While its size may distinguish it, it is not the first such discovery in Veracruz. Mass graves have been found in the state for years.
Nor is it the most recent one discovered. Just a few days later, 47 more skulls were unearthed at a site farther south. The remains are thought to be the grisly work of organised-crime groups, which have fought for control of Veracruz for much of the last decade.
Although Winkler called Veracruz an “enormous mass grave,” that designation could well be applied to much of the country.
“There are so many mass graves in Mexico, the country is starting to resemble a Swiss cheese,” Jorge Reveles, a veteran crime reporter who has investigated such graves, told Vocativ in 2014
. “The number of graves that hasn’t been found is infinitely larger than the number that has been discovered.”
Many of the graves are likely linked to another feature of the country’s decade-long drug war: the 30,000 people officially reported as disappeared in the country since 2006. (Other analyses suggest the number is much higher.)
“Disappearances have occurred throughout Mexico, however, many of the cases and the mass graves that have been found are concentrated in states that have had a high presence of organised criminal activity as well as operations by federal security forces,” Maureen Meyer, senior associate for Mexico at the Washington Office on Latin America, told Business Insider.
“The northern states of Coahuila, Tamaulipas and Chihuahua have had high numbers of disappearances and several mass graves have been discovered in Coahuila and Tamaulipas, as well as the southern states of Guerrero, Michoacan and Veracruz.”
In Morelos, south of Mexico City, more than 50 bodies were found in a hidden pit last summer, dumped there by Mexican morgue officials in what appears to have been act of incompetence but underscored for many the government’s complicity in cartel activities.
Suspicions of such complicity have been heightened by the government’s seeming inability or unwillingness to mount investigations into mass graves and clandestine burial sites.
A September report from news site Animal Politico found that, over the previous four years, federal police had uncovered only six hidden graves in Veracruz, which has the second-highest number of disappeared people in Mexico, behind Tamaulipas.
Between April and August 2016, however, citizen groups found 90 of them.
One of those citizen groups, Colectivo El Solecito, or Little Sun Collective — formed by mothers of disappeared people — led the effort to unearth the 250 skulls found in Colinas de Sante Fe.
“As the Veracruz case illustrates, it has been the families’ victims, not the Mexican government, that has taken the lead on searching for the disappeared and identifying possible gravesites,” Meyer told Business Insider. “In too many cases throughout Mexico families of the disappeared have encountered negligence, indifference, and inaction by the Mexican government.”
The Mexican government has registered just 13 federal convictions for enforced disappearance.
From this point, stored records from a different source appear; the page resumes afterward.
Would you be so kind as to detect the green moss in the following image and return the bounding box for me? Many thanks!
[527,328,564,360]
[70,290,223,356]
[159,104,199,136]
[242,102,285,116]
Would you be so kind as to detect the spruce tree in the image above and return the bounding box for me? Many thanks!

In 22 of the 27 Mexican states with the crime of enforced disappearance, there only been 95 investigations, four indictments, and no convictions.
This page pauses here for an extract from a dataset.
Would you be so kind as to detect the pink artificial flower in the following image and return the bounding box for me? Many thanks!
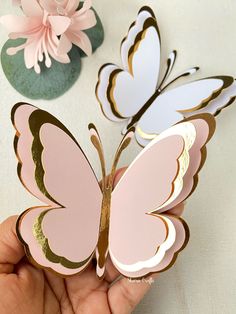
[12,0,21,6]
[1,0,71,73]
[40,0,97,56]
One of the most prominent cases of forced disappearance was the kidnapping and suspected killing of 43 student-teachers in Guerrero in September 2014.
Local police, military stationed in the area, and the state’s then governor have been accused of complicity in the crime, and the government’s “historical truth” that the students’ bodies were incinerated at a nearby garbage dump have been disputed by scientific analysis.
Not long after the student-teachers’ disappearance, Meyer noted, more than 100 mass graves with at least 136 human remains were discovered in the surrounding area.
“The very fact that Mexico has over 30,000 registered cases of disappeared persons in the past decade, and thousands more which are never denounced by families out of fear, points to a clear failure of Mexican authorities to tackle this issue and work not only to located disappeared persons (either living or deceased) but also prosecute those responsible,” Meyer told Business Insider.